– Значит, Потапов – это была ширма? Вы выбрали такого героя для «проходимости»?
– Я много лет был рабочим – ремонтником на чулочной фабрике, фрезеровщиком на заводе, диспетчером на стройке. Я хорошо знал пороки производства при социализме и то, как люди на разных уровнях воспринимают эти пороки. Благодаря этому мне удалось совместить искренность, правду и хитрость. Я знал толковых, думающих бригадиров, похожих на моего героя, но в каком-то смысле Потапов – это я, это мои мысли, мое настроение. Я никогда не был большим начальником (пришел на стройку после восьми лет службы в армии капитаном запаса). Конечно, я мог сделать главным героем инженера, но вот тут я принял решение, учитывающее советскую демагогию о роли и значении рабочего класса. Это было сознательное решение. Вам нужен герой-рабочий? Пожалуйста, вот вам бригадир Потапов. У фильма были и противники, и защитники. Потапов помогал защитникам. А больше всех им помог Косыгин. Ему фильм понравился, и это, по-видимому, имело решающее значение.
– Создатель польской «Солидарности» Лех Валенса как-то сказал, что именно герой «Премии» Потапов вдохновил его на борьбу. А Анатолий Смелянский назвал ваши пьесы «социологической сказкой про советскую жизнь». Как бы вы сами их оценили?
– В данном случае я больше доверяю Леху Валенсе, чем Толе Смелянскому. В разное время Смелянский называл мои пьесы по-разному. «Премия» – не сказка. Это правдивая наглядная политэкономия коренных пороков советского социализма «для чайников». И конечно, в фильме содержался призыв к действию, к решительному исправлению положения. На одной из демонстраций анархистов в Париже в качестве русского анархиста кто-то нес портрет Леонова – Потапова. Кстати, в Париже фильм «Премия» в одном из кинотеатров шел целый месяц. Но, пожалуй, нигде так остро не воспринимали мои пьесы, как в Польше.

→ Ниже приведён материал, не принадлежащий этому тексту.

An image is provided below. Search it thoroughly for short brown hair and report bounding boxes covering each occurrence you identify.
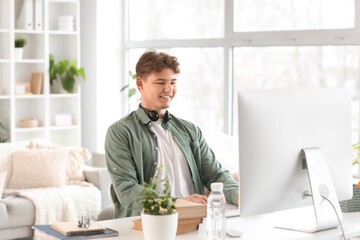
[136,50,180,79]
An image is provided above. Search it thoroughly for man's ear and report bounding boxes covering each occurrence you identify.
[136,77,143,90]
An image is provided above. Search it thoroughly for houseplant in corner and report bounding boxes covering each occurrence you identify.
[141,168,177,240]
[49,54,85,93]
[14,37,27,60]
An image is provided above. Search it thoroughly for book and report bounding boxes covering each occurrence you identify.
[32,224,118,240]
[175,199,207,219]
[51,221,106,236]
[132,217,202,235]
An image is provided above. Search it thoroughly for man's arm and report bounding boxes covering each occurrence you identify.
[105,125,158,214]
[196,128,239,205]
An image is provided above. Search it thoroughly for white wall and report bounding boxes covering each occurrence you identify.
[81,0,123,154]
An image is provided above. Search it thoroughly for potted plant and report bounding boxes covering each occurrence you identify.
[141,169,178,240]
[0,122,8,143]
[49,54,85,93]
[14,37,27,60]
[353,142,360,178]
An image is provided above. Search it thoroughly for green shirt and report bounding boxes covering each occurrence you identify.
[105,107,238,218]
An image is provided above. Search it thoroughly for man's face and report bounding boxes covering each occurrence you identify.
[136,68,177,117]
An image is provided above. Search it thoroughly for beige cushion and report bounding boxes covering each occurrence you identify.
[8,149,68,189]
[29,142,90,184]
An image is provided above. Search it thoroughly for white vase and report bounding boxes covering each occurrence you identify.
[141,212,178,240]
[14,48,23,60]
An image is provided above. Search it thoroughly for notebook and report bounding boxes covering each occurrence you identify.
[0,171,7,199]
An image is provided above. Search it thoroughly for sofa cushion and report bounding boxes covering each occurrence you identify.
[0,196,35,229]
[29,142,90,184]
[8,149,68,189]
[0,143,28,188]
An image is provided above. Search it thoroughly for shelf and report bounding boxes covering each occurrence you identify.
[49,0,79,3]
[14,30,45,34]
[14,59,45,63]
[50,125,79,131]
[50,93,79,98]
[15,94,45,99]
[0,29,10,33]
[0,96,10,100]
[15,127,46,133]
[0,59,10,63]
[49,30,78,35]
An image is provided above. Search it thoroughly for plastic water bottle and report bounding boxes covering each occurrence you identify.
[207,182,226,240]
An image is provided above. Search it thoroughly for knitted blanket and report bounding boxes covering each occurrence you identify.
[5,184,101,224]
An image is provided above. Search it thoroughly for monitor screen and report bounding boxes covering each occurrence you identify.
[237,88,353,217]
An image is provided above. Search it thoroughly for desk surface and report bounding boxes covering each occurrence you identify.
[93,212,360,240]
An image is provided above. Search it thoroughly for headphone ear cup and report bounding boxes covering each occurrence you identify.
[148,111,159,121]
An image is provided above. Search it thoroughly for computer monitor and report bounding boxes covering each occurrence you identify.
[237,88,353,233]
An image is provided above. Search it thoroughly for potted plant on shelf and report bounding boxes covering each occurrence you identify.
[49,54,85,93]
[141,168,178,240]
[0,122,8,143]
[14,37,27,60]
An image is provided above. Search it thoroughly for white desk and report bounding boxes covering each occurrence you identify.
[94,212,360,240]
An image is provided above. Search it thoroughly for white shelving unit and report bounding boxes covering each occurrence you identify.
[0,0,81,147]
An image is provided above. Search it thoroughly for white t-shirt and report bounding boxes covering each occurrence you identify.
[151,119,195,198]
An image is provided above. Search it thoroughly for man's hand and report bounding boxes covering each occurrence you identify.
[237,196,239,206]
[181,194,208,204]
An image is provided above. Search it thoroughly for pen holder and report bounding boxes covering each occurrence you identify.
[339,184,360,212]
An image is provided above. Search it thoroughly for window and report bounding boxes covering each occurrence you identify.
[124,0,360,140]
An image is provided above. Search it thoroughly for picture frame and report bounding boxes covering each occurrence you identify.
[15,83,32,95]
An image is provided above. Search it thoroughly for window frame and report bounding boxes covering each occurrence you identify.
[122,0,360,135]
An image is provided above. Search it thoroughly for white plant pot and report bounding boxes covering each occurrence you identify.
[141,212,178,240]
[14,48,23,60]
[50,78,67,94]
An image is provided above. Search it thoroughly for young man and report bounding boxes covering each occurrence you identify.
[105,50,238,218]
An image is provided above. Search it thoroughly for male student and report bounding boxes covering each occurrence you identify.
[105,50,238,218]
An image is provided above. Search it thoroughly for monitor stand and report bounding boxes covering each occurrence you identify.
[275,147,343,233]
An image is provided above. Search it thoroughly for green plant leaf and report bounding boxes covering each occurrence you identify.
[78,68,85,81]
[128,88,136,97]
[62,74,75,93]
[120,84,130,92]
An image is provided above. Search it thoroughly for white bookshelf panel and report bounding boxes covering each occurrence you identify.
[49,34,77,61]
[15,130,46,142]
[0,99,10,142]
[49,97,78,127]
[14,33,45,59]
[0,63,10,95]
[15,98,45,128]
[48,1,77,31]
[0,32,10,59]
[50,128,79,147]
[0,0,10,29]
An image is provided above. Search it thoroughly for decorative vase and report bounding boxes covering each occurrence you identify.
[141,212,178,240]
[50,78,67,94]
[14,48,23,60]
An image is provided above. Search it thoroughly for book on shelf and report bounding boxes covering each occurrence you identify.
[132,217,203,235]
[32,224,118,240]
[175,199,207,219]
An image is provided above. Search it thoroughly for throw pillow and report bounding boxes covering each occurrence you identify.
[29,142,90,184]
[8,149,68,189]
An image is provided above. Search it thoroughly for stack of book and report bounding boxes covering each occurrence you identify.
[133,199,207,235]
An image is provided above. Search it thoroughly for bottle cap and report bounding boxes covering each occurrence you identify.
[210,182,223,191]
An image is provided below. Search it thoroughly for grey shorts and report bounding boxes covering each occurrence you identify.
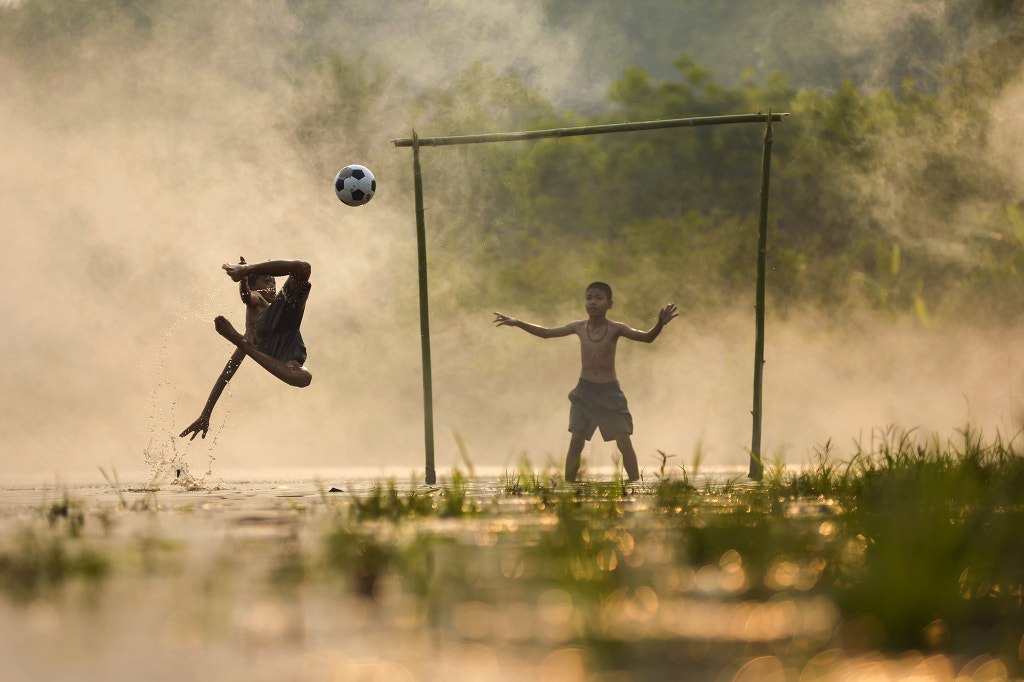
[568,378,633,442]
[253,279,311,364]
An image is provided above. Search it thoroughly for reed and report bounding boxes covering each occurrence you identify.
[0,528,109,602]
[1,425,1019,677]
[314,426,1023,668]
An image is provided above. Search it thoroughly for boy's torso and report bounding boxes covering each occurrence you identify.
[575,318,620,383]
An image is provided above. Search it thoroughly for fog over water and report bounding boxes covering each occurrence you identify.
[2,0,1023,482]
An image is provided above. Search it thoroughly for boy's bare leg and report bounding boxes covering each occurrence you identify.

– Можно сказать, что после «Заседания парткома» Олег Ефремов нашел своего драматурга. Ведь он поставил все ваши произведения…
– Вы знаете, чему я особенно радовался? Это когда поставили мою пьесу в двух самых известных театрах того времени – БДТ и МХАТе. Не огромному успеху спектаклей у зрителей, а тому, что мою первую пьесу Георгий Товстоногов и Олег Ефремов поставили точно так, как я ее написал. Не было ни одной просьбы ни от режиссеров, ни от актеров что-то изменить в тексте, сократить, переписать, дописать. Было, конечно, несколько цензурных изъятий, но театры приняли мой текст безоговорочно. Я этим гордился – ведь я драматург-самоучка и это моя первая пьеса. Это была очень трудная форма – время действия было равно реальному времени. Шло непрерывное собрание, заседание, где только говорили. Потом я написал еще три пьесы, основанные на этом классическом принципе, – «Мы, нижеподписавшиеся», «Наедине со всеми» и «Скамейку». Должен признаться, это тяжелая работа – непрерывно развивать действие от начала до конца и чтобы зрителю ни секунды не было скучно. Я думаю, качество текстов стало главной причиной нашего многолетнего сотрудничества с Олегом Ефремовым. Артистам было что играть. Ефремов сам играл в двух моих пьесах, играл замечательно. Нас объединяло одинаковое понимание того, что происходит в мире и стране. Мы были сторонниками социализма с человеческим лицом, мы надеялись, что перестройка будет развиваться в этом направлении. Но оказалось, от уродливого социализма можно перейти только к уродливому капитализму.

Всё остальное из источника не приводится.